The limitation of the statute is two years. Since the petition was filed nearly four years after the cause of action accrued, the action can be maintained, if at all, by reason of the provisions of section 11017, Code, 1939, which provides as follows:

“If, after the commencement of an action, the plaintiff, for any cause except negligence in its prosecution, fails therein, and a new one is brought within six months thereafter, the second shall, for the purposes herein contemplated, be held a continuation of the first. ’ ’

The action in the district court of Muscatine county was commenced in December 1936. It was timely. The dismissal of that action became final August 15, 1940. This action was commenced four days later. That was also timely if the first action failed “for any cause except negligence in its prosecution.” Does the petition meet this requirement?

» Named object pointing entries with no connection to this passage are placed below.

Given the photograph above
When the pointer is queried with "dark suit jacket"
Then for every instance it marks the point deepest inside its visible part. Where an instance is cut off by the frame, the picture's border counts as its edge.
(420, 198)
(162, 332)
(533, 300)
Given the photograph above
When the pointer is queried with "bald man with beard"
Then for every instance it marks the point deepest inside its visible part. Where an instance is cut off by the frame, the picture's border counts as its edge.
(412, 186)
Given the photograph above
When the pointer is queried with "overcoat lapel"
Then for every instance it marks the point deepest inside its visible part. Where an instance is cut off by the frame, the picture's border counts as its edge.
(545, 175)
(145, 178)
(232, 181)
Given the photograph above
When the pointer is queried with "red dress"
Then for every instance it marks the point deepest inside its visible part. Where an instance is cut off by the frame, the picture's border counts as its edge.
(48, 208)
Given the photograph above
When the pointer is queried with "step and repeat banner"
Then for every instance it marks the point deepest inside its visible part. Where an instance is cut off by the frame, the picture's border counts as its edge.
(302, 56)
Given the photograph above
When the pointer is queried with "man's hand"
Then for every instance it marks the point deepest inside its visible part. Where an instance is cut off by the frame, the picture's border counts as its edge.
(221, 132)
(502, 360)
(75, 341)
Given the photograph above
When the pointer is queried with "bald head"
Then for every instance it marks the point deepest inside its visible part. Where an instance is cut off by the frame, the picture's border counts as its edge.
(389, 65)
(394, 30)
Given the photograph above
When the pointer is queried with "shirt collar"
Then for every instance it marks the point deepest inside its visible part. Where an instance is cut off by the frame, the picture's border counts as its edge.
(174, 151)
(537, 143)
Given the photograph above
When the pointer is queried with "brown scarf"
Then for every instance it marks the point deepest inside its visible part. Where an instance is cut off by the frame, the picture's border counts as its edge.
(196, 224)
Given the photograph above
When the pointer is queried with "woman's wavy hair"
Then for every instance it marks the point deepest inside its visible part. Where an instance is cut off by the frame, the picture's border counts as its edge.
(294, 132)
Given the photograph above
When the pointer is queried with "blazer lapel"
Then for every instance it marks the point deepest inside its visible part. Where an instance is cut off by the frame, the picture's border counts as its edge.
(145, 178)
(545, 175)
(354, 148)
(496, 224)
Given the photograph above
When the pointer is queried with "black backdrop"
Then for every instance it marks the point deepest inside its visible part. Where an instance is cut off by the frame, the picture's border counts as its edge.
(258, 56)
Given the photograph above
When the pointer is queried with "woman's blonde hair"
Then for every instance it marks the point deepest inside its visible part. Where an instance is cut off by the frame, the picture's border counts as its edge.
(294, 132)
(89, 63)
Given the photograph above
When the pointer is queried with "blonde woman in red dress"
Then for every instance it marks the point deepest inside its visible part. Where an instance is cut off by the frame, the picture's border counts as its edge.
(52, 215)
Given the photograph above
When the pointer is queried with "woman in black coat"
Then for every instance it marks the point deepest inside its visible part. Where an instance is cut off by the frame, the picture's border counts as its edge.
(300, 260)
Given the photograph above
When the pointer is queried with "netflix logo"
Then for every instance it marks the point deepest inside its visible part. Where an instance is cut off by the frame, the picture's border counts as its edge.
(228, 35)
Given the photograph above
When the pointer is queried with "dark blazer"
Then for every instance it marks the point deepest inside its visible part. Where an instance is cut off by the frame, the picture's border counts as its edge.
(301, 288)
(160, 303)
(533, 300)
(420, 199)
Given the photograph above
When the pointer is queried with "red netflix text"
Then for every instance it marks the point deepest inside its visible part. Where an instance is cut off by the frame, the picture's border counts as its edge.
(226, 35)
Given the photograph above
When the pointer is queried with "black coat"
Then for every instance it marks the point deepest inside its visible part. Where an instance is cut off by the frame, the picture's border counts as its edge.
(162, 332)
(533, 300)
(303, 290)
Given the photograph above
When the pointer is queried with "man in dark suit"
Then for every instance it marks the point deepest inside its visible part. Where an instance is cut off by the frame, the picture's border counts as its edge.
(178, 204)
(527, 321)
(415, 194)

The petition originally alleged, “That this plaintiff has not been guilty of any negligence in the prosecution of said cause of action or in the filing of the present cause of action.” Defendant contends that this is a mere conclusion and not sufficient, relying upon our statements in Taylor v. Chicago, R. I. & P. R. Co., 208 Iowa 1396, 1399, 1400, 227 N. W. 407, 408, to wit:

‘ ‘ The plaintiff had the burden of alleging and proving facts sufficient to show freedom from negligence in the prosecution of the first action, in order to come within the purview of the provisions of Section 11017. * * * In the ease at bar, the record is barren of any facts tending to show that plaintiff was not negligent in the prosecution of the first action, and the statement in the petition that said dismissal was not made ‘on account of negligence in the prosecution thereof’ is a mere conclusion. ’ ’

*1368 The foregoing statement is dictum because it is followed immediately by the statement:

‘ ‘ However, it may be said, in passing, that the pleading and absence of proof are not determinative of the proposition relied upon by plaintiff.”

Thus we are now faced' with the contention that this dictum should be applied by us to the effect that the allegations, “That this plaintiff has not been guilty of any negligence in the prosecution of said cause of action or in the filing of the present cause of action”, must be ignored in determining whether plaintiff may claim the benefit of section 11017.

In determining this question, we must consider the situation of the parties. When the defendant’s demurrer was sustained, plaintiff was faced with the necessity of making an election. If she desired to appeal, it was necessary to stand on the ruling. Otherwise, she had 15 days to plead over. Were she to attempt to amend her petition, the only type of amendment that would avoid the ground of the demurrer which had been sustained would contain allegations similar to those which the court had previously stricken. The ground of the motion to strike was that the allegations were immaterial, surplusage, and anticipatory. Assuming that the court would adhere to its former position, the filing of such an amendment would provoke another motion to strike and a ruling thereon, favorable to defendant.